Design and construction
- Architect: John Gawen
- Designations: Grade I listed building

= Norrington Manor =

Norrington Manor is a medieval manor house at Alvediston, about 11 mi west-southwest of Salisbury, in the southern English county of Wiltshire. It is a Grade I listed building.

==Description==
Pevsner describes the house as "a lucky survival". Some features house date from the late 14th century, others from the 15th, 16th, 17th and 19th centuries. The principal walls are of dressed limestone under a tiled roof with ashlar chimneys. There is a 14th-century three-bay hall (with a later roof) and a cross passage with flanking 17th-century cross wings, and a 16th-century range at the front. A 15th-century porch to the right of the main front has a pointed archway. There is a 14th-century undercroft and a 17th-century solar at the west end of the hall. Inside the hall is a Tudor-arched stone chimneypiece. In the east wing is a 17th-century newel staircase with turned balusters.

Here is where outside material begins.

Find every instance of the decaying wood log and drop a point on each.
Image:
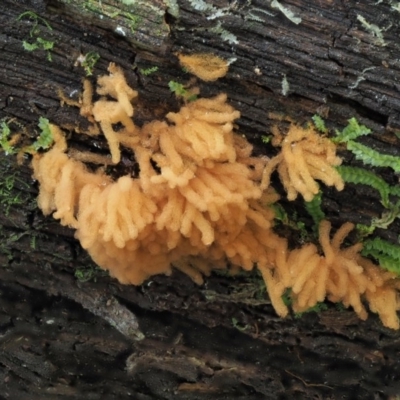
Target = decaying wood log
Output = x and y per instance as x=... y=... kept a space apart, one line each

The house was designated as Grade I listed in 1966.

==Owners==
The present house has its origins in a manor house probably built by John Gawen, a prominent local politician and magistrate, who acquired the property in 1377.

In 1658 the manor was acquired for his seat by Sir Wadham Wyndham (1609–1668), a judge of the King's Bench, 9th son of Sir John Wyndham (1558–1645) of Orchard Wyndham, Somerset. The Wyndham family made alterations to the house in the 17th century.